Given the general right-wing bent of the editorial page at the Washington Post, perhaps less shrill than the WSJ but almost equally pro-war, it’s a bit of a surprise to read this editorial in the Post today. They actually disagree with the Supreme Court ruling in the Bong Hits 4 Jesus case!
You probably read about the student in Juneau who put up a banner with the offending slogan across the street from his school during a school event. His banner was torn down and he was suspended, so he sued claiming free speech rights. I expect that’s why the Post feels some kinship with the case, since they told a bunch of whoppers a few years back themselves. They haven’t really processed that yet, with a couple of exceptions like Froomkin. But when they’ve made excuses, they’ve often referred to the First Amendment.

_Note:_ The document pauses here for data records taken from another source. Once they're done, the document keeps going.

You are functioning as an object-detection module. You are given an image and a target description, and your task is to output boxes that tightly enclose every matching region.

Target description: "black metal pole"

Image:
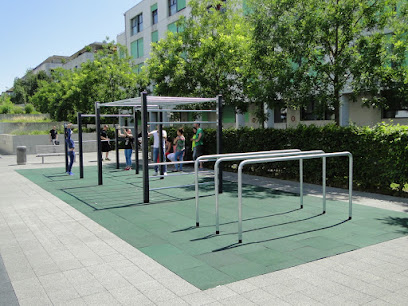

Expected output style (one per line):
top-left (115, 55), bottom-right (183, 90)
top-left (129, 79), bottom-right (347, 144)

top-left (159, 112), bottom-right (164, 180)
top-left (217, 95), bottom-right (223, 193)
top-left (64, 123), bottom-right (68, 172)
top-left (95, 102), bottom-right (103, 185)
top-left (141, 91), bottom-right (150, 203)
top-left (77, 113), bottom-right (84, 178)
top-left (133, 107), bottom-right (139, 174)
top-left (115, 125), bottom-right (119, 169)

So they can see the kid’s point, or rather the lack thereof:
As Justice John Paul Stevens wrote in his dissent: “To the extent the court independently finds that ’Bong Hits 4 Jesus’ objectively amounts to the advocacy of illegal drug use — in other words, that it can most reasonably be interpreted as such — that conclusion practically refutes itself. This is a nonsense message, not advocacy.”
Perhaps that nonsense thing is what the editors at the Post are connecting to.
Or perhaps they’ve been sneaking out to the alley on break:
Issues of drug use and drug policy are matters of serious contention. High school students must be able to debate them frankly — and that might even involve students taking the position that bong hits are not that bad.